Minnet duymak, kendini temize çekmektir. Varlığını yeni baştan hesap etmektir. Her nefesi ilk defa almaktır, ilk defa. “Zaten buradaydım, hep burada olacağım” kabulünü reddetmektir. Her şeyin yine yeni yeniden verildiğini görmektir.
Minnet duymak, her an yeni yaratışta olan Allah’a her an yeniden hayran olma saflığı, her an yeni baştan müteşekkir olma telaşıdır. Unutmayı reddetmektir. Sürekli sevindirildiğini görmenin mahcubiyetini gül gibi yüzüne taşımaktır. Yeni sofralara oturtulduğunu bilerek, mahcubiyet edasını sevmek, alnında utançla boncuklanan terlerle sevinmektir.
Minnet duymak, doyma terazisini inceltmektir.
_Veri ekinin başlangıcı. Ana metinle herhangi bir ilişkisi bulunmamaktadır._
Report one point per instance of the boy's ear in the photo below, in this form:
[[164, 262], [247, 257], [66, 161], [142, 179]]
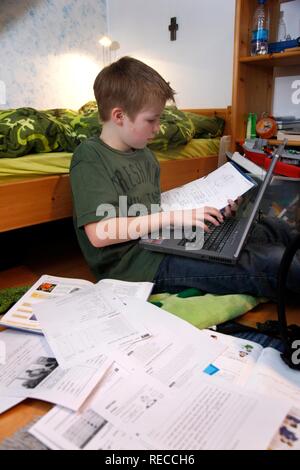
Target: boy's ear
[[117, 116]]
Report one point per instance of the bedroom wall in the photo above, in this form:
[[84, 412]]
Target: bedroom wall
[[49, 51], [199, 64]]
Tattıklarımızı bir sarraf kefesine koyup her gramında alt üst olmayı öğrenmektir. Aldıklarını hak etmemişliğin mahcubiyeti ile yüzü al al olmaktır. Kendisine verilenlerin hakkını verememe endişesiyle titremektir.
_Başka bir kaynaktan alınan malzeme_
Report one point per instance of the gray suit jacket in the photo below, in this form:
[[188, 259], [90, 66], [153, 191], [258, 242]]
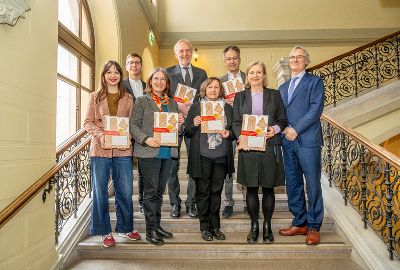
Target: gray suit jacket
[[225, 77], [141, 126], [129, 88], [175, 77]]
Güneşi sürpriz diye bulmaktır minnet duymak. Gündoğumlarını ilk defa görmektir. Ay’ın iltifat diye üzerine eğildiğini fark etmektir. Her hilalde bayram etmektir. Çiçekleri renkli hediye paketleri diye sevmektir. Her nefesi taze bir iyilik diye yudumlamaktır.
Kaslarıyla değil kalbiyle var olmaktır minnet duymak. Çocuklar gibi adımlamaktır bahçeleri. Avuçlarına düşen kar tanelerini inci mercan diye saklamaya çalışmaktır. Hiç büyümemektir. Alışmamaktır.
Minnet duymak, ummadığını elinde bulmaktır. Hesapların yetmediği, rakamların niteleyemediği, ölçeklerin ölçemediği bir özgelikte var olmaktır.
Minnet duymak, kendi kanatlarını bir ömür göremeden ölen kelebeklerin mirasını paylaşmaktır. Kendisini verilenin güzelliğini göremeden öleceğini kabullenmektir. Minnet makamı, sessizce fıtratına dönmektir.
Bayram sabahına çocuk olarak uyanmaktır.